I went to see Gary Delaney’s fabulous first Edinburgh show Purist last night at the Pleasance. I saw his preview in London, so have heard many of his inventive and dazzling one-liners before (ironically, he missed out my actual favourite one, but meant to do it), but he’s added some visual gags, one of which is a cracker, and these help to break up what is actually quite a demanding style of comedy, in that there’s a laugh, or potential laugh, or groan, every few seconds. Gary’s onstage persona is his offstage persona, and he allows himself to giggle at his favourite jokes, and at the audacious rudeness of some of them, which allows him to get away with material that even Richard Herring might balk from. I won’t quote any of his gags, as he gets enough of that on the internet already, and anyway, if you follow @garydelaney on Twitter, you’ll find that he gives jokes away for free all the time.
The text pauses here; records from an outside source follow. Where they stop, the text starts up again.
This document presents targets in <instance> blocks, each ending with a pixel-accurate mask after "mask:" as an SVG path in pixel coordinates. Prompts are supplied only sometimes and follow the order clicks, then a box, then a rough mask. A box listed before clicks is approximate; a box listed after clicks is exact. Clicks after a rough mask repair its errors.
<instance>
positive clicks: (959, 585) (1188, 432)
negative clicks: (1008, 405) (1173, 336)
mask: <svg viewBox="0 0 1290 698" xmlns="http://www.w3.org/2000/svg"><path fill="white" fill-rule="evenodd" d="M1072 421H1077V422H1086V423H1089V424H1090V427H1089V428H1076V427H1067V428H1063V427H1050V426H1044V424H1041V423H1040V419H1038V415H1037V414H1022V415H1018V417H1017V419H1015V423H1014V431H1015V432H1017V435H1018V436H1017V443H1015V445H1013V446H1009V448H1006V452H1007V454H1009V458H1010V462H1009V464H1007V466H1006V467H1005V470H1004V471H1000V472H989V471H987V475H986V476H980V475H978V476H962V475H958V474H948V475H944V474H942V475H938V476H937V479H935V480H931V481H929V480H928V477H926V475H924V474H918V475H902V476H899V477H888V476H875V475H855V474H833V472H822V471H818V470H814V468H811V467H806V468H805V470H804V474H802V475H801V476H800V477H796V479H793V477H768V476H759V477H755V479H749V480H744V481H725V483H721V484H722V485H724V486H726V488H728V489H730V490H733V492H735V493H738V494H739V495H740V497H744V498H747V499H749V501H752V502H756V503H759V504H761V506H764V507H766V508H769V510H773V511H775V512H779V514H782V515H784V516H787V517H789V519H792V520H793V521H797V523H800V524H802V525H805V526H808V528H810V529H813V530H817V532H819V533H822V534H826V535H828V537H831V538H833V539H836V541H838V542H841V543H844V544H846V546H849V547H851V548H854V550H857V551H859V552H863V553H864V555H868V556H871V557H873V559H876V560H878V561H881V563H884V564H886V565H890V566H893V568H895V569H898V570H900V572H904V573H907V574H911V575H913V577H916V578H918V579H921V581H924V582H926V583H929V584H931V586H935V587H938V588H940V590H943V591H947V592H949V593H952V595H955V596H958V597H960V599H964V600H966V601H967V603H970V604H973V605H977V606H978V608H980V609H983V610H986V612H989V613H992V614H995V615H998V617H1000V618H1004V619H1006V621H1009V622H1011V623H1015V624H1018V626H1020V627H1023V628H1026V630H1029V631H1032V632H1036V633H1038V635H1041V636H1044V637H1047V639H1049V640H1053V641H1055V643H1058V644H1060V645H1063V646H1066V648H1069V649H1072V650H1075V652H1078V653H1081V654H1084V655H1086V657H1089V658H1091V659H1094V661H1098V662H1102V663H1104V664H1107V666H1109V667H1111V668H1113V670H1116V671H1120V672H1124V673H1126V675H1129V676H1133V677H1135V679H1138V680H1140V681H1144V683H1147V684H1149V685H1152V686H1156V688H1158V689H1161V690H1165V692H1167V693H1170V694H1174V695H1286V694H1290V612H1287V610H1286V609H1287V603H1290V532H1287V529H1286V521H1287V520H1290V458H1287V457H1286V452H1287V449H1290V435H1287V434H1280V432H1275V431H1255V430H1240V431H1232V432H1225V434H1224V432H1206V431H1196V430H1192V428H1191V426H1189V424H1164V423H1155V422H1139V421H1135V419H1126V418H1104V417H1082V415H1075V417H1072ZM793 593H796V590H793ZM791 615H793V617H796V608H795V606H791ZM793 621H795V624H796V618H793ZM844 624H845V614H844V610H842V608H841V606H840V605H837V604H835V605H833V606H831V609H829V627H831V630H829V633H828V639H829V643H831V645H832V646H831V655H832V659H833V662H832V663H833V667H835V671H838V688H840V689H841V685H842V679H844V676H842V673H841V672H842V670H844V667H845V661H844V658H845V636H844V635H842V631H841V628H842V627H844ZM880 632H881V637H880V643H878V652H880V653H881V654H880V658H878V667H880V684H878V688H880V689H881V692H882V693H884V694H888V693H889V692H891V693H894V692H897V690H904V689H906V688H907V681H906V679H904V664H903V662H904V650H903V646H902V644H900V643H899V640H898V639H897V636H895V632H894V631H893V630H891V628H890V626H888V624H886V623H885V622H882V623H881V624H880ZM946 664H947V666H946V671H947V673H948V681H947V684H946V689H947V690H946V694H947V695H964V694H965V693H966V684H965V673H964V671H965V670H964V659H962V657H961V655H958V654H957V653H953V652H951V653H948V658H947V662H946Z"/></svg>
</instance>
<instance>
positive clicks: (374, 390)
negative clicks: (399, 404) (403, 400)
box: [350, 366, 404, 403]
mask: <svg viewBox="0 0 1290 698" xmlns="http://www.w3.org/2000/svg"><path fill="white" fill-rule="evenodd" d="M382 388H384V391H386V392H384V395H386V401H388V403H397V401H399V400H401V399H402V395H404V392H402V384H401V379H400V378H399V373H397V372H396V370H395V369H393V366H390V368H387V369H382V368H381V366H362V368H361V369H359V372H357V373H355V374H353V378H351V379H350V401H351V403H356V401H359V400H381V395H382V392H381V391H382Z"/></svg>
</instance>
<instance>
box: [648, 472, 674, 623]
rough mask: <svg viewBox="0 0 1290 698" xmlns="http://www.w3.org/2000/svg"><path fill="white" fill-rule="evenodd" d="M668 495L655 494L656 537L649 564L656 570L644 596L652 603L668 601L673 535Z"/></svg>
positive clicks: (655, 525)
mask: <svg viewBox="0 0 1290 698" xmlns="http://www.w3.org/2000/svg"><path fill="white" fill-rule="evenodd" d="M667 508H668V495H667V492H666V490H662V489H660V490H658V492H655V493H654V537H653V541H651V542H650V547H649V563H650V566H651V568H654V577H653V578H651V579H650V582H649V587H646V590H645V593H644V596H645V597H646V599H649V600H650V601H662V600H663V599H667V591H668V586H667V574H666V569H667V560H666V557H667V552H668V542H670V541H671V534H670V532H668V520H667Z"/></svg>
Blimey it was hot down in that cellar – and Gary sweats as much as I do – but that is the spirit of the Fringe.
I saw Gary with Michael (who was credited with suggesting one of the visual jokes) and Muki, who went off into the theatrical night straight afterwards, while I had a couple of plastic pints with Manchester’s Sali and Craig, whom I’d last seen at Glastonbury ’09, which means we only ever meet at festivals. At least this one was on cobbles. It was a balmy and star-studded night in the Pleasance Courtyard, and we were subsequently joined on our picnic bench by the northern mafia, Justin Moorhouse (who’d valiantly tried to save our podcast but was defeated) and The One Show‘s Jason Manford, who seems very different with stubble, which I suspect he is wearing while he can, before the big new job starts.
Then I trotted off to see Political Animal at the Stand, Andy Zaltzman’s self-explantorily themed mixed midnight stand-up show, featuring, among others, the talented comic songsmith James Sherwood and Paul Sinha, with whom I’d shared a stage at Comedy Countdown. I’ve never seen Paul before, and he is amazing – every line seems so beautifully honed, and when you think you’ve got the measure of a routine, he twists it one last time, and never lets a predictable finish be.
I accidentally ordered a pint of really heavy draft bitter at the Stand. It was noisy in there and the woman behind the bar misheard me, but I was too polite to rectify the error, which was all mine. I am a bit useless. Things keep going wrong. Why?